Although artificial intelligence (AI)-assisted lung nodule detection models have been proposed recently, many false positives are detected in the lung nodule detection models. Accordingly, various models are being developed to reduce false positives, but the limitation that there are still many false positives exists.
Since chest CT images are composed of a large number of slides, in the case of models targeting chest CT images, the large amount of calculation and long analysis time have been raised as problems in AI-based lung nodule detection models. Moreover, as shown in 
Most segmentation models that have achieved high performance in recent years primarily perform bounding box regression and classification. Only when an object marked by a bounding box is determined to be a target object through classification, segmentation is carried out based on the coordinates of the corresponding bounding box, thereby reducing analysis time and improving accuracy.
Meanwhile, a vision transformer (ViT) combines a model (transformer) developed for natural language processing tasks with image processing, and most models that have recently achieved state-of-the-art (SOTA) performance leverage Transformer architecture.
A transformer is an attention network-based model that divides an image into several small patches and learns the dependencies between the patches, showing superior performance compared to existing convolutional neural network (CNN)-based image processing models.
However, in a ViT model, feature maps created from passing through layers have different information, and as more layers are passed through, there is a risk that information from previous stages will be lost.
If classification is performed only on one feature map, especially the feature map of the last stage, the classification is made while information from a previous stage or the original is lost, making it difficult to expect accurate results.
Accordingly, the present disclosure has been made keeping in mind the above problems occurring in the related art, and the present disclosure is intended to provide an AI-based apparatus for diagnosing pulmonary nodules from a chest CT image, which enables more accurate diagnosis of pulmonary nodules by minimizing loss of information from previous stages or the original while being based on ViT.
In order to achieve the above objective, according to an aspect of the present disclosure, there is provided an AI-based apparatus for diagnosing pulmonary nodules from a chest CT image, the apparatus including: a backbone module, a pulmonary nodule detection module, and a pulmonary nodule segmentation header, wherein the backbone module may include a convolution module composed of convolutional layers that receive the chest CT image and each generate a convolutional feature map, and a ViT-based ViT module composed of ViT layers, each of which generates a ViT feature map by receiving the convolutional feature map generated in the last convolutional layer among the convolutional layers, the pulmonary nodule detection module may calculate coordinates of a suspicious pulmonary nodule area using the ViT feature map generated in the last ViT layer among the ViT layers, calculate per layer classification probabilities for the respective ViT layers using the suspicious area coordinates, and infer whether there is a pulmonary nodule through ensembling of the per layer classification probabilities and calculating a pulmonary nodule classification probability, and the pulmonary nodule segmentation header may generate a synthesized feature map by extracting respective suspicious areas from the convolutional feature map generated in each convolutional layer and the ViT feature map generated in the last ViT layer using the suspicious area coordinates when the pulmonary nodule is inferred by the pulmonary nodule detection module, calculate a final classification probability through ensembling of a pulmonary nodule classification probability for the synthesized feature map and a pulmonary nodule classification probability for the suspicious area extracted from the ViT feature map generated in the last ViT layer, and create a segmentation image of the chest CT image using the synthesized feature map and the final classification probability.

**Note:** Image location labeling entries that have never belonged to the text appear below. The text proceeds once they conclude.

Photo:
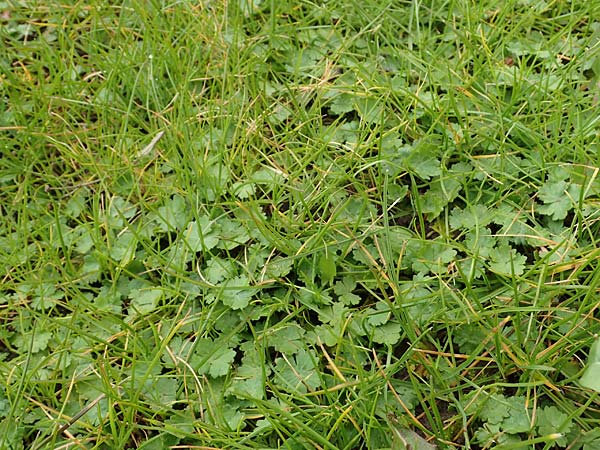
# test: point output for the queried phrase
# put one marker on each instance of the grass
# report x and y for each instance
(277, 224)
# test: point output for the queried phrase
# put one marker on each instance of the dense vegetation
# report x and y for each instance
(290, 224)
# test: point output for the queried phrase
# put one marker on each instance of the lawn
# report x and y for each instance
(277, 224)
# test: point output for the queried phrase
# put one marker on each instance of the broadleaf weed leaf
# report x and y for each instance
(591, 376)
(297, 373)
(507, 261)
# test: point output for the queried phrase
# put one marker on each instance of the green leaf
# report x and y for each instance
(405, 439)
(287, 339)
(388, 334)
(144, 301)
(327, 268)
(474, 217)
(507, 261)
(173, 215)
(591, 376)
(551, 420)
(298, 373)
(559, 197)
(199, 235)
(237, 292)
(210, 357)
(123, 249)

In this case, the pulmonary nodule detection module may include: a bounding box regression part that calculates the suspicious area coordinates from the ViT feature map generated in the last ViT layer; an area extraction module that extracts respective suspicious areas from the ViT feature maps generated in the ViT layers using the suspicious area coordinates; a per layer classifier that receives the suspicious area extracted by the area extraction module and calculates the per layer classification probabilities for the respective ViT layers; an ensemble processing part that calculates the pulmonary nodule classification probability through ensembling of the per layer classification probabilities; and a pulmonary nodule determination part that determines whether there is a pulmonary nodule on the basis of the pulmonary nodule classification probability calculated by the ensemble processing part.
In this case, the pulmonary nodule detection module may further include: a size conversion part that converts a size of the ViT feature map generated for each of the ViT layers to the same size.
In addition, the ensemble processing part may calculate an average value of the per layer classification probabilities as the pulmonary nodule classification probability.
In addition, the per layer classifier may calculate the per layer classification probabilities by organizing the respective suspicious areas of the ViT feature maps generated in the ViT layers in a row and passing the organized suspicious areas through a fully connected layer.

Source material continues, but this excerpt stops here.